Het verloop van de procedure blijkt uit:
- het tussenvonnis van 7 maart 2025;
- het bericht van 16 april 2025 met producties van de verhuurder;
- de conclusie van antwoord tevens vordering in reconventie van 18 april 2025;
- het bericht van 21 april 2025 met producties van de verhuurder; en
- de mondelinge behandeling van 22 april 2025, waarvan door de griffier aantekeningen zijn gemaakt.
1.2.
De huurder is in de gelegenheid gesteld om voor 23 mei 2025 te reageren op de door de verhuurder (een dag voor de mondeling behandeling) overgelegde onderbouwing van de huurprijsbedragen in de afgelopen jaren, gebaseerd op de indexeringscijfers van het Centraal Bureau voor de Statistiek (hierna: het CBS). De huurder heeft pas op 16 juni 2025 een reactie aan de rechtbank gestuurd, waarin de huurder aangeeft dat hij informatie heeft gevraagd aan de verhuurder ter onderbouwing van de berekeningen van de huurprijs. De huurder verzoekt daarin, onder meer, om uitstel. Het uitstel is door de kantonrechter niet verleend, omdat de onderbouwing van de berekeningen juist een dag voor de zitting was overgelegd. De huurder mocht daar inhoudelijk op reageren, maar heeft dat niet gedaan.
1.3.
Ten slotte is vonnis bepaald.

2.De feiten

2.1.
Sinds 1 februari 2003 huurt de huurder een bedrijfsruimte aan de [adres] (hierna: het gehuurde) alwaar hij zijn bedrijf uitoefent. De afspraken zijn vastgelegd in een huurovereenkomst van 3 februari 2003 (hierna: de overeenkomst).
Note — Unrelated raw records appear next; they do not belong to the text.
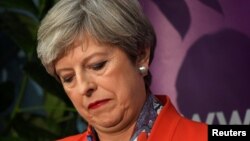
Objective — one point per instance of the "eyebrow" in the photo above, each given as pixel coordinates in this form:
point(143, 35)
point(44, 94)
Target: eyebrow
point(84, 60)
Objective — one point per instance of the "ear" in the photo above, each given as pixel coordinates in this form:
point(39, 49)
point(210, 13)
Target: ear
point(143, 58)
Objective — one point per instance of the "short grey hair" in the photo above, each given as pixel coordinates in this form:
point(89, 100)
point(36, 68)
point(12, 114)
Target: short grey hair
point(117, 22)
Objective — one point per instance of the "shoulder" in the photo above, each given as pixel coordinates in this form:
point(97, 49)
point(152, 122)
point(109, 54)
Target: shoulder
point(78, 137)
point(170, 125)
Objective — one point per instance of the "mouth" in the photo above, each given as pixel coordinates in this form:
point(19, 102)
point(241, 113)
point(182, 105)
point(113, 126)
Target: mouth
point(97, 104)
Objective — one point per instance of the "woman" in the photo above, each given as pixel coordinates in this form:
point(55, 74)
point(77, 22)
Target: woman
point(100, 51)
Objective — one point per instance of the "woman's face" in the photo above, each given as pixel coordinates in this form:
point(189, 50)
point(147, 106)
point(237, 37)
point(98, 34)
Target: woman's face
point(105, 87)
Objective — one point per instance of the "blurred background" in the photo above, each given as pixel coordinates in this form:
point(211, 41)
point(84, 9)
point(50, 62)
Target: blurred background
point(33, 106)
point(202, 62)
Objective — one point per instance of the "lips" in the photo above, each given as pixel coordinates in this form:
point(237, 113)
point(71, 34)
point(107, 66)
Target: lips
point(97, 104)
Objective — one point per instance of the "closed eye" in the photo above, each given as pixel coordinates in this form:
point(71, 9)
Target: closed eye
point(67, 79)
point(98, 66)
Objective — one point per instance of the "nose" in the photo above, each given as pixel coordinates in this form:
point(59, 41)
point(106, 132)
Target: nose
point(86, 86)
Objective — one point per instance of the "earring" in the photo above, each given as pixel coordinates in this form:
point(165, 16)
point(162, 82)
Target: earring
point(143, 70)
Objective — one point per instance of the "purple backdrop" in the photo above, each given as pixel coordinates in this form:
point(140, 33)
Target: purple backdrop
point(202, 59)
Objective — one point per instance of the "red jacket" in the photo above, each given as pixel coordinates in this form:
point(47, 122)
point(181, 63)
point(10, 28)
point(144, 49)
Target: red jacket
point(169, 126)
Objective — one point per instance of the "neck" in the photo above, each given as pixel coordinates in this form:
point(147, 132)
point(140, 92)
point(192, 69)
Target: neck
point(123, 135)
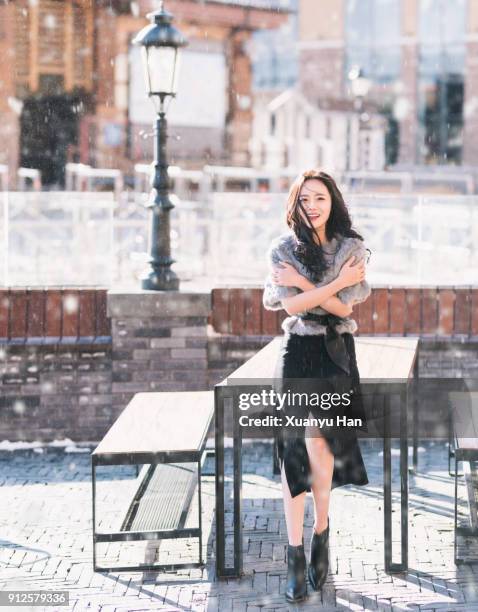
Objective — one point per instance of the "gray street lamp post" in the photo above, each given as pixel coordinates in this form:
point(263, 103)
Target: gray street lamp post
point(160, 43)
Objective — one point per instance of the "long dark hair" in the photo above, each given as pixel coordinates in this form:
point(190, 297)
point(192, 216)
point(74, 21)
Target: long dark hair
point(307, 250)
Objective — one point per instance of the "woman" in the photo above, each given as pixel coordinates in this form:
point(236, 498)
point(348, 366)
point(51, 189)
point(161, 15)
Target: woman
point(317, 274)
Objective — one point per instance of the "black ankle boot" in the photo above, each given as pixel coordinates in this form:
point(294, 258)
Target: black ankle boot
point(296, 587)
point(319, 559)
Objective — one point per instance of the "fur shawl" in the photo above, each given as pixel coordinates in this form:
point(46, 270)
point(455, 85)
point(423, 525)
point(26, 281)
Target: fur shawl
point(337, 252)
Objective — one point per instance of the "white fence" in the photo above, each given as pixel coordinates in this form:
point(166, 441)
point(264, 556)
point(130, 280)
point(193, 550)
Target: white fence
point(88, 239)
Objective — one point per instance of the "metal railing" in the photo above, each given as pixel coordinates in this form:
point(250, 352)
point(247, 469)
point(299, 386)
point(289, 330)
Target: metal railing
point(89, 239)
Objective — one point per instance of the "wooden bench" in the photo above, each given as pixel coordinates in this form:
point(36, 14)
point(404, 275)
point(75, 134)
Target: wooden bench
point(464, 412)
point(159, 431)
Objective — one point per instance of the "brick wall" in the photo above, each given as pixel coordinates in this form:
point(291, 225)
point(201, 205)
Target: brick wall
point(432, 312)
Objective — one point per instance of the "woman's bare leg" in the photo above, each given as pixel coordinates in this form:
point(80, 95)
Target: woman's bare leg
point(294, 512)
point(321, 461)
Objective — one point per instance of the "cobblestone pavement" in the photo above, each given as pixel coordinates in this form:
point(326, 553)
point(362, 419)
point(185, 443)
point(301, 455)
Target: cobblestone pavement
point(45, 541)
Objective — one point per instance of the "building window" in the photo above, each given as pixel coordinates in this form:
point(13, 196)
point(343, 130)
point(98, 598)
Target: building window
point(373, 38)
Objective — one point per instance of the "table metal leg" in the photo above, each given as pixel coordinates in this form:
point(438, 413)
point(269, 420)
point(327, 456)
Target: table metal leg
point(222, 571)
point(237, 432)
point(387, 485)
point(415, 417)
point(220, 507)
point(200, 511)
point(404, 397)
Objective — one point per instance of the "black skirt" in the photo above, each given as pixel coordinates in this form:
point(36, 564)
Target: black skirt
point(306, 357)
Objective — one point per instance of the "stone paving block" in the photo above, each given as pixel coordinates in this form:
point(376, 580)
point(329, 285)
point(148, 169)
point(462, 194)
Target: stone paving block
point(55, 520)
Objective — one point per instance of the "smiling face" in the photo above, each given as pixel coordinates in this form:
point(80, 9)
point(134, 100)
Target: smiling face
point(315, 198)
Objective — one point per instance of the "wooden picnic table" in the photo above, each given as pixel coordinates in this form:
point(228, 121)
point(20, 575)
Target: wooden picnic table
point(389, 363)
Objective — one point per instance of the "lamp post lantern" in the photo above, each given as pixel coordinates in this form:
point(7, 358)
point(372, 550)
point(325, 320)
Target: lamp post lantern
point(160, 43)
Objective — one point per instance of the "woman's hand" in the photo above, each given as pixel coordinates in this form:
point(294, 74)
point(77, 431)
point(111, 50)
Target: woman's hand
point(286, 275)
point(352, 273)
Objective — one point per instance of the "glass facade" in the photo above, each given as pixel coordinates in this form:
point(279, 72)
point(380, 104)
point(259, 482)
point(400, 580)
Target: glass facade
point(274, 54)
point(441, 34)
point(372, 43)
point(373, 38)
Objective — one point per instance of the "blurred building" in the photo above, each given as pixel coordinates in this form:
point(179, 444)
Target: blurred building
point(291, 132)
point(421, 58)
point(71, 85)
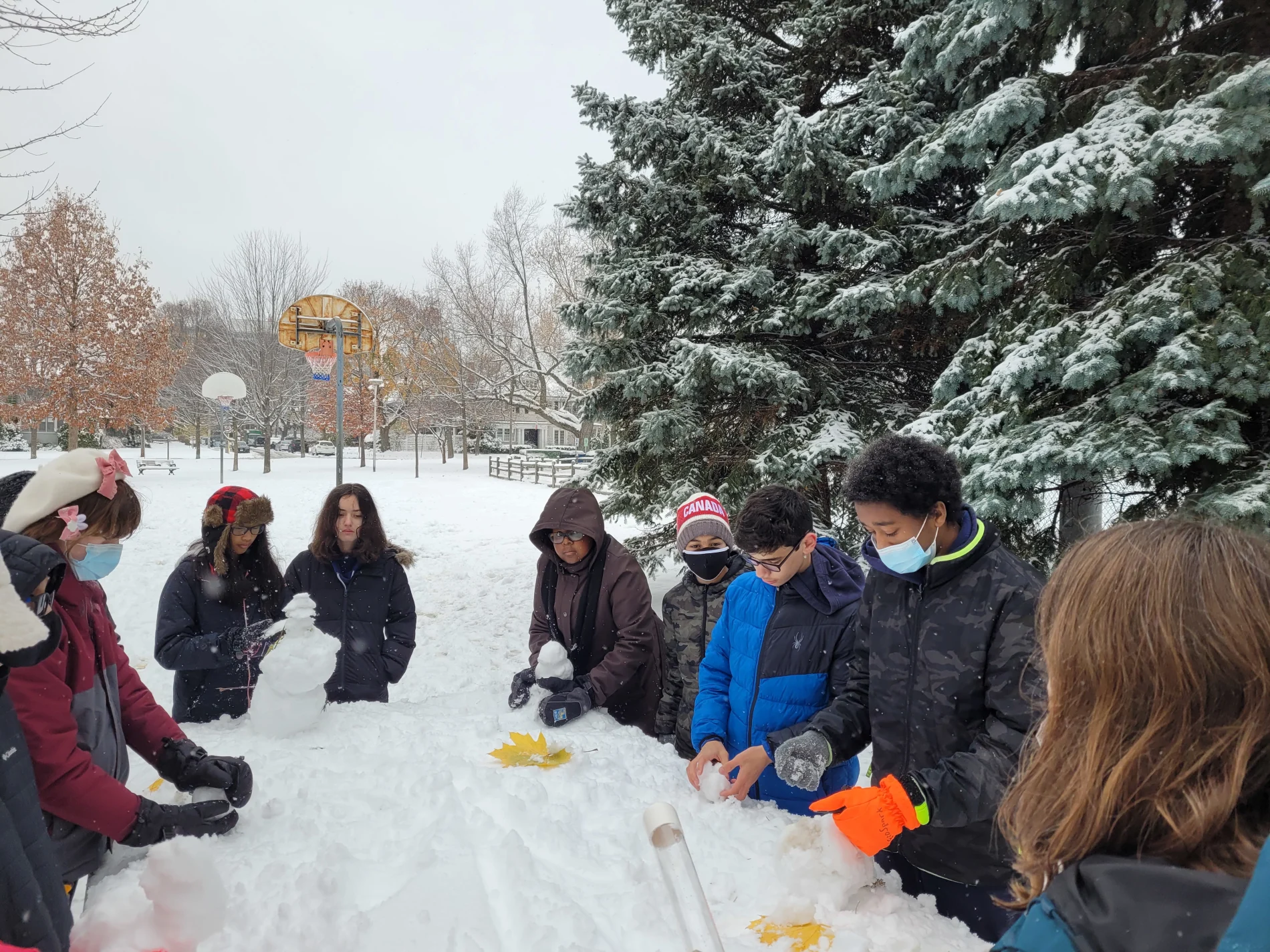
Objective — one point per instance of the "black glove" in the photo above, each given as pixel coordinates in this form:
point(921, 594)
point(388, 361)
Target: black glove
point(558, 685)
point(801, 761)
point(521, 685)
point(234, 643)
point(568, 705)
point(188, 766)
point(159, 822)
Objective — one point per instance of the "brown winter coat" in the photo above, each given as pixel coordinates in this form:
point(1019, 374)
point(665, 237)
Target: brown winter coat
point(625, 660)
Op de overeenkomst zijn de algemene bepalingen huurovereenkomst winkelruimte en andere bedrijfsruimte ex artikel 7A:1624 BW van toepassing (hierna: de algemene bepalingen).
2.2.
In artikel 4.2 van de overeenkomst is bepaald dat de jaarlijkse huurprijs € 5.582,88 bedraagt. Dat komt neer op een maandelijkse huurprijs van € 465,24. In artikel 4.7 van de overeenkomst is opgenomen dat een bedrag aan € 20,87 per maand betaald moet worden voor waterkosten.
2.3.
Wijziging van de huurprijs vindt op grond van artikel 4.3 van de overeenkomst jaarlijks plaats op 1 februari overeenkomstig artikel 4 van de algemene bepalingen. In artikel 4.1 van de algemene bepalingen is bepaald dat de huurprijs wordt gewijzigd op basis van het maandprijsindexcijfer volgens de consumentenprijsindex (CPI) reeks CPI-Werknemers Laag (1990=100), gepubliceerd door het CBS (hierna: de CPI-rekenmethode).
2.4.
De huurder heeft per e-mail van 15 januari 2023 aan de verhuurder laten weten dat de huurverhoging van € 641,84 naar € 733,78 per maand (een verhoging van 14,32%) niet kan kloppen op grond van de overeenkomst en dat hij deze en eerdere berekeningen in wil zien.
2.5.
Bij e-mail van 18 januari 2023 heeft de verhuurder geantwoord dat de verhoging op grond van de cijfers van het CBS wel kloppen en verzoekt aan de huurder om gemotiveerd bezwaar te maken. De huurder heeft per e-mail op 21 januari 2023 aan de verhuurder geantwoord dat volgens de informatie die hij kan vinden een maximale verhoging van 4,1% van toepassing zou moeten zijn.
2.6.
Vanaf 1 februari 2023 tot 1 februari 2025 heeft de verhuurder voor de huur een bedrag van € 733,78 per maand in rekening gebracht. De huurder heeft daarvan iedere maand een bedrag van € 641,84 betaald. Vanaf 1 februari 2025 is door de verhuurder een maandelijks bedrag van € 759,80 aan de huurder in rekening gebracht.
2.7.
Op 22 november 2023 heeft de verhuurder aan de huurder een brief gestuurd om binnen zeven dagen een bedrag van € 919,40 aan achterstallige huurbetalingen en een bedrag van € 137,91 aan incassokosten te betalen.

3.Het geschil

in conventie en reconventie
3.1.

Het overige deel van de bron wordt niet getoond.